The failure of the Dow project brought financial and legal complications for the Port that would last until June 1980. Despite the site remaining undeveloped for most of the 1970s, there was some good that came from the firm's withdrawal. The settlement with Dow was substantial enough to take the Port out of debt, free $1 million of the EDA grant, and provide the Port with a healthy cash reserve. For example these funds enabled the Port to contract with Plemmons Industries to build a 30,000-square-foot warehouse, which the Port then leased to The Dalles Cherry Growers.
The early 1980s were quiet years for the Port that mostly consisted of bringing in new tenants at the Dallesport site. Many considered the Port’s Bingen property to be underutilized compared to Dallesport. After a local farm sold the last sliver of land not owned by the Port in 1986, motions were put forward for the development of Bingen Point and beach properties. On November 5, 1986, development began at the present-day Bingen Point site.

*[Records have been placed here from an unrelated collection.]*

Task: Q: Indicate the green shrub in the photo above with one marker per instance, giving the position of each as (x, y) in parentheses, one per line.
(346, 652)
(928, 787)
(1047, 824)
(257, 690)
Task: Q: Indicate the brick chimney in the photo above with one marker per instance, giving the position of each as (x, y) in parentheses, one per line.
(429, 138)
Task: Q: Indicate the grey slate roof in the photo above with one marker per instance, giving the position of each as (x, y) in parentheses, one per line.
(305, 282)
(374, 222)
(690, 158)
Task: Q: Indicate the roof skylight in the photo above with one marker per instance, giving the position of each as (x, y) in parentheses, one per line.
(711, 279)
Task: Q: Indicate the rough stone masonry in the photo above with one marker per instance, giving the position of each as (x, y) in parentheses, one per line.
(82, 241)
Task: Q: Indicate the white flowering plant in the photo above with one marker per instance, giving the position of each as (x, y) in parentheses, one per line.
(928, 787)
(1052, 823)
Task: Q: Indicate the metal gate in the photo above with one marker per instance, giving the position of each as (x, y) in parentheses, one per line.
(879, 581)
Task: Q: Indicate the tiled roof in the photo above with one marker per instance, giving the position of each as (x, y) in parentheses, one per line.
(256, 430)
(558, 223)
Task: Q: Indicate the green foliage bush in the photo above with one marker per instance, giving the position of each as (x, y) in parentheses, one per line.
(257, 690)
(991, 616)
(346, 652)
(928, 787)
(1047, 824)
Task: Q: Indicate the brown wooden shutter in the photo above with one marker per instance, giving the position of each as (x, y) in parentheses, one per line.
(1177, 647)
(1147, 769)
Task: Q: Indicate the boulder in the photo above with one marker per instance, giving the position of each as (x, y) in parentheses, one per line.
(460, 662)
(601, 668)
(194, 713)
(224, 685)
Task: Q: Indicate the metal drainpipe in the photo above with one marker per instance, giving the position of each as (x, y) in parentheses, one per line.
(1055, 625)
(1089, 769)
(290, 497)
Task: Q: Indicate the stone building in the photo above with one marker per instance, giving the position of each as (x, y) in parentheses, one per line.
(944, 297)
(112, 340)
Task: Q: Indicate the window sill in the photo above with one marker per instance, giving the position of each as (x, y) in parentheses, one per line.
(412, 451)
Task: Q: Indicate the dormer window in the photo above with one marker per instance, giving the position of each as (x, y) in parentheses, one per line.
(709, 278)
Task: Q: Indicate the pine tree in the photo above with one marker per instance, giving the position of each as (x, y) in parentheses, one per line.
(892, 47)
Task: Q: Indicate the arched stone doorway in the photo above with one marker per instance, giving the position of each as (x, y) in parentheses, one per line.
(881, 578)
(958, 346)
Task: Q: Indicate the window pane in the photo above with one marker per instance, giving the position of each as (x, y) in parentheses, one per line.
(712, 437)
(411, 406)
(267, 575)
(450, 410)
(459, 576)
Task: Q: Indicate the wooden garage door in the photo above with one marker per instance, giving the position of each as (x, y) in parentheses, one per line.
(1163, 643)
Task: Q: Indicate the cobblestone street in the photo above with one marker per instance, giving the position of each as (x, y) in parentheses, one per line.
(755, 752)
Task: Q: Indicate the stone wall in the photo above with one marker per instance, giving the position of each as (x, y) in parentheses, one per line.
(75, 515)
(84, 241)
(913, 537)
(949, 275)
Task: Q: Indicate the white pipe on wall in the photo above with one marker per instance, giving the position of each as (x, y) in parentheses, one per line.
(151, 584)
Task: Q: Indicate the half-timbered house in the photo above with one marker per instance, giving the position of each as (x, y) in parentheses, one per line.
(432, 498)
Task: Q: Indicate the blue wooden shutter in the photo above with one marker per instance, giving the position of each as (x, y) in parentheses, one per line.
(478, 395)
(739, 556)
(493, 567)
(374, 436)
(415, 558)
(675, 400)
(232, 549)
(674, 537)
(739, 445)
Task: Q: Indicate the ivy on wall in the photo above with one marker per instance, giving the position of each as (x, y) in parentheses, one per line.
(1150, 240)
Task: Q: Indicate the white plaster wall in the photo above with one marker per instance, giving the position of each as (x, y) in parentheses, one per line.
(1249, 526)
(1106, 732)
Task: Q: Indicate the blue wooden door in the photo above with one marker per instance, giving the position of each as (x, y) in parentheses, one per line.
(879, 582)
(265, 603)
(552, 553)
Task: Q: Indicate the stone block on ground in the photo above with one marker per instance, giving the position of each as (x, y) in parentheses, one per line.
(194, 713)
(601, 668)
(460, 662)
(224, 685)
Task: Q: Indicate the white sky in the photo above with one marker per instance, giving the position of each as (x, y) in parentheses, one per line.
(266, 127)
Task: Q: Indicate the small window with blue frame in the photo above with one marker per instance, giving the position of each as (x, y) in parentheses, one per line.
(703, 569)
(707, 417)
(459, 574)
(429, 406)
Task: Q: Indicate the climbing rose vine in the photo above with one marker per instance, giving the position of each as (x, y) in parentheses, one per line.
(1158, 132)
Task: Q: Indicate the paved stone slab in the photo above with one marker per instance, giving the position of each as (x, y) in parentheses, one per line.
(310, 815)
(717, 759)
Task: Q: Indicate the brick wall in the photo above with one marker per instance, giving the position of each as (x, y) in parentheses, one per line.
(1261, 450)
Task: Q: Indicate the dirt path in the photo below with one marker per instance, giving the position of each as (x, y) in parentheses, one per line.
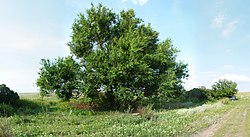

The Port employed various private contractors to create the substantial infrastructure that became the Bingen Point Business Park. By the time of its completion in 1994, more than $2,700,000 had been invested.
One of the Port’s additions to the Bingen Point site was the Small Business Development Center. This was built to help bring in small businesses and to promote the Port's business park. The Port has its office in this building and leases other offices.
Tad McGeer and Andy von Flotow founded Insitu, Inc. in Bingen in 1994 to manufacture unmanned aerial vehicles (UAV) to provide weather-related reconnaissance and for tracking for commercial fishermen. Bringing high-tech, high-paying jobs to the area, Insitu became one of the Port’s first major clients at the new business park; however, it was only after the terrorist attacks of September 11, 2001, that Insitu would experience a monumental surge of growth.
Insitu partnered with Boeing on a military contract in 2002 and thereafter began developing many new projects. The Port eagerly accommodated the firm and in 2004 opened a new 25,000-square-foot facility to enable Insitu to expand its manufacturing capabilities. In 2007 the Port additionally opened a 15,000-square-foot facility for Insitu.
Currently, Insitu develops unmanned aircraft for use by the Australian, Canadian, and United States militaries. It is the largest tenant of the Port and its success has been a major boost to the local economy. In 2006 then Bingen mayor Brian Prigel described Insitu’s presence as "pretty much all benefits and no downside" (The Columbian, November 19, 2006). From three employees in 2001, the firm now employs more than 700 people, many of whom work at the Bingen Point Business Park.
Port of Klickitat Today
The Port of Klickitat is currently seeking to expand upon its recent success with small businesses at its facilities at Bingen Point and Dallesport. Not including the three elected commissioners, four employees work directly for the Port.
Presently, the Port has 52 acres at Bingen Point available for light industrial and commercial uses. The Port maintains waterfront access to the protected inlet marina at Bingen Point and is a popular recreational site for those wishing to access the Gorge.
More than 660 acres are presently zoned and ready for development at Dallesport for light and heavy industrial use. Dallesport maintains substantial shipping and commercial facilities. The Port is currently seeking small-business clients that want to develop facilities on Port property whether at Bingen Point or Dallesport.
As of 2010, the Port has attracted all kinds of businesses, from manufacturers of carbon fiber products and unmanned aerial vehicles to fruit processing, a foundry, and a specialty log company. Future goals include improving infrastructure at both the Bingen Point and Dallesport sites to aid further development, increase family-wage jobs, and support the local community.